6 - There seems to be an issue with the arxiv link for Ref. 32 (Edelman) (the URL should be https://arxiv.org/abs/physics/9806030)

Regarding the demo software
-----------------------------------------

7 - there were a number of warnings printed when just doing "make" in the MPS folder on a Linux system. The warnings were related to precompilation. However it did work in spite of that.

8 - perhaps the authors could just provide Julia code with information about the depedencies? And similar for the Python code? This may be the case already, so could just involve putting instructions in the README files about how to run each code using the julia or python commands alone.
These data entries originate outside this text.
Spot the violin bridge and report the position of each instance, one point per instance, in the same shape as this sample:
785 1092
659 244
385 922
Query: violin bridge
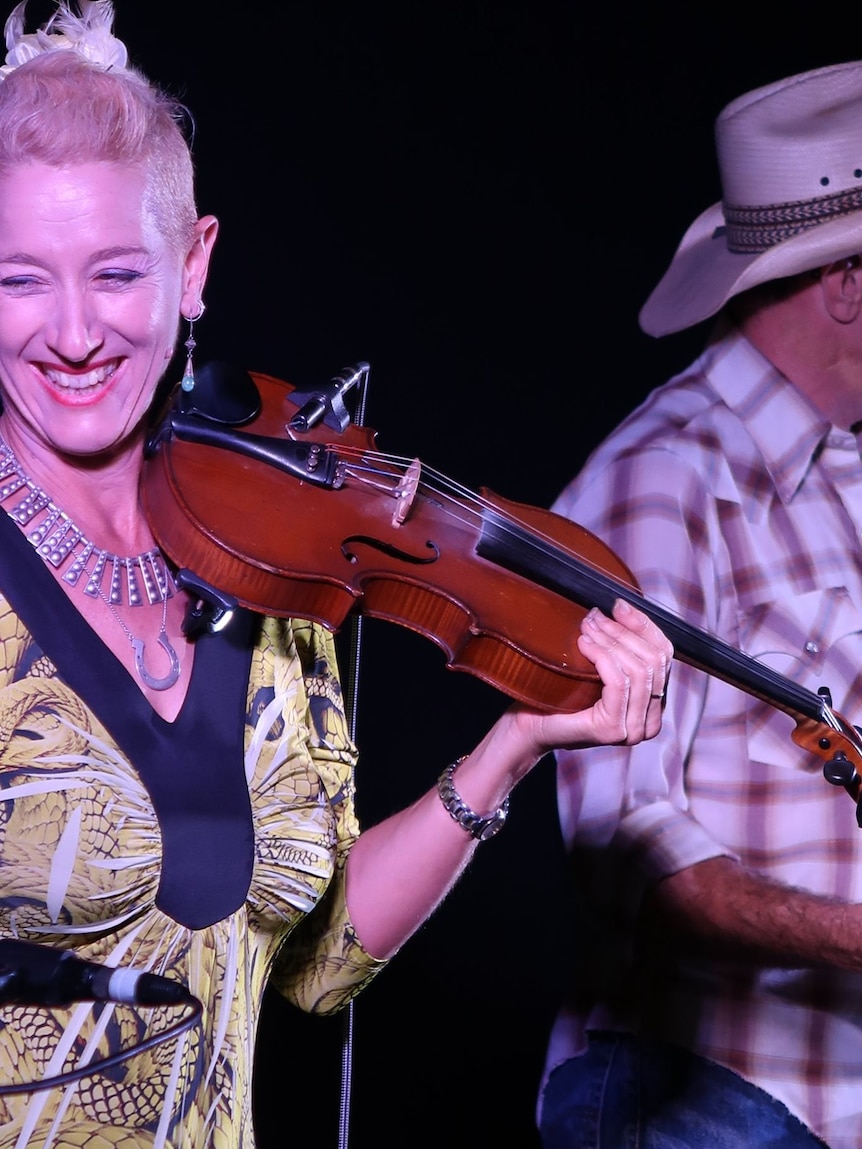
406 492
9 - I was able to successfully run the MPS/benchmark.jl code just using Julia on my Mac system, and it provided useful on-screen output that indicated the method was working and gave me a feel for its performance. However, the files in the logs/ folder afterward was empty. I wanted to mention this in case it is a bug or in case there could be a better default that would leave data in the log files so that it could be plotted.

• validity: top
• significance: high
• originality: high
• clarity: high
• formatting: perfect
• grammar: perfect

Author Markus Hauru on 2020-12-23
(in reply to Report 1 by Edwin Miles Stoudenmire on 2020-12-17)
Category:
It is indeed correct that $B$ in Eqs (2) and (3) is an arbitrary matrix of its size, and that the projection in Eqs (4) and (5) can be applied more generally than in the context of gradients.
As pointed out, there is a gauge freedom in choosing $W_\perp$, namely unitary rotations on the right index. In practice, what is kept in memory most of the time is $Z = W_\perp B$. When $W_\perp$ and $B$ are needed separately, this can be done by QR decomposing the block matrix $[ W Z ]$ to define $[ W W_\perp ]$. The relevant source code can be found in the TensorKitManifolds.jl package.